Darf man „Access-Control-Allow-Origin: *“ nutzen?
Für öffentliche APIs ohne Registrierung (wie Wetterdaten) ist dies in Ordnung. Für Systeme, die Authentifizierung (Cookies, JWTs) verlangen, ist der Wildcard-Eintrag `*` verboten. Es muss zwingend die konkrete Origin des Frontends deklariert werden.
Warum bekomme ich einen CORS-Fehler, obwohl der Server antwortet?
CORS ist eine reine Browser-Schutzmassnahme. Der Server führt die Anfrage oft aus und sendet eine Antwort, aber der Browser blockiert anschliessend den Zugriff des JavaScripts auf diese Antwort, weil der passende Access-Control-Allow-Origin-Header fehlt. Der Fehler erscheint deshalb nur im Browser, nicht in Werkzeugen wie curl oder Postman.

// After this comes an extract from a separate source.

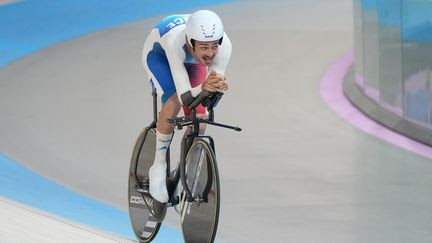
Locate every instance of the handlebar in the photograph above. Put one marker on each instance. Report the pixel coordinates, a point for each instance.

Löst die Wildcard * auch Anfragen mit Cookies?
Nein. Sobald Access-Control-Allow-Credentials auf true steht, verbietet die Spezifikation den Wildcard-Wert *. Der Server muss dann die konkrete Origin zurückgeben und sie bei mehreren erlaubten Domains dynamisch aus dem Origin-Request-Header spiegeln. Andernfalls blockiert der Browser die Antwort.